PROLOGUE
A long Elena’s smooth white back is an ancient scar that cuts downward in grotesque beauty like a long, graceful snake. It begins at the joint of her right shoulder and sails south across her shoulder blade, then her spine, swoops around the lower edge of her left ribs and across the unguarded softness where vital organs once lived, and finally ends deep in her left buttock. In places, it looks like a rope, dark pink and angry; in others, it submerges beneath the flesh, showing only a slight white scratch above the skin.
Men love it, thinking themselves so original, so generous in their tracings of it, so accepting. In fact, it is the lover’s version of slowing to look at an accident on the freeway, equal parts horror, fascination, and, if there is any wisdom, gratitude. Some ask her what happened. Some do not. All of them wonder.
But only Elena’s ghosts know her story. The ghosts who travel with her. The ghosts she protects. The ghosts who will never leave her.

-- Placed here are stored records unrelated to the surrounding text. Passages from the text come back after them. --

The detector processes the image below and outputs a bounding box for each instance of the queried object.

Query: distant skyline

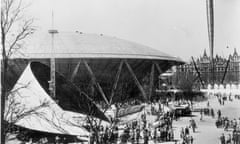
[24,0,240,61]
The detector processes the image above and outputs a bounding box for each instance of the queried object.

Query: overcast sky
[24,0,240,60]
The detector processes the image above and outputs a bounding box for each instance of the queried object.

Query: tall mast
[48,12,58,99]
[206,0,215,84]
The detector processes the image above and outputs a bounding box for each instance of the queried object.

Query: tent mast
[48,12,58,99]
[206,0,215,84]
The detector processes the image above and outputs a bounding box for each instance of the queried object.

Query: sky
[24,0,240,61]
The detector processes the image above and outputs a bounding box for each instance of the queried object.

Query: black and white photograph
[0,0,240,144]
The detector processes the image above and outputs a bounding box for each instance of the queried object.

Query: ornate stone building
[176,48,240,84]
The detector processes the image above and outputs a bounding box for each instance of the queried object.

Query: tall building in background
[175,48,240,86]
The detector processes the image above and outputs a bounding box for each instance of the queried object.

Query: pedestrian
[185,126,189,135]
[217,110,222,118]
[200,109,203,120]
[136,128,141,144]
[190,136,193,144]
[220,134,225,144]
[143,129,149,144]
[226,134,232,144]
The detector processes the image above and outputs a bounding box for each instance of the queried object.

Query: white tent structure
[5,64,89,140]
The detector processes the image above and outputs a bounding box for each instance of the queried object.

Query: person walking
[143,129,149,144]
[220,134,226,144]
[226,134,232,144]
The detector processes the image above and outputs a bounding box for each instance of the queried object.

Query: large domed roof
[15,32,181,61]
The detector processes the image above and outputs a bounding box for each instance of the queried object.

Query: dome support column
[148,64,154,100]
[110,60,123,104]
[124,60,147,100]
[71,60,81,82]
[83,60,109,105]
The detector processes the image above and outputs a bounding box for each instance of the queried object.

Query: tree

Red onions are especially divine. I hold a slice up to the sunlight pouring in through the kitchen window, and it glows like a fine piece of antique glass. Cool watery-white with layers delicately edged with imperial purple…strong, humble, peaceful…with that fiery nub of spring green in the center…”
—MARY HAYES GRIECO, from The Kitchen Mystic
ONE
Elena had been expecting Dmitri for more than an hour when he finally stormed through the back door of the Blue Turtle, the Vancouver restaurant where they both worked.
She’d come in early, as was her habit, to cook in the agreeable quiet of the Sunday morning kitchen, when the young apprentices and line cooks and dishwashers were all still abed after their Saturday night revelries. Her only companion was Luis, the forty-something El Salvadorian commis, who stirred his stockpots with a hand so brown and squat it looked like a hand balloon. He sang cheerfully under his breath, a bloody old Spanish folk song about a conquistador taking revenge on his enemy. It made Elena think of nights at the VFW when she was eleven or twelve, drinking Cokes while everyone danced the two-step. No doubt it made Luis think of bodegas back home.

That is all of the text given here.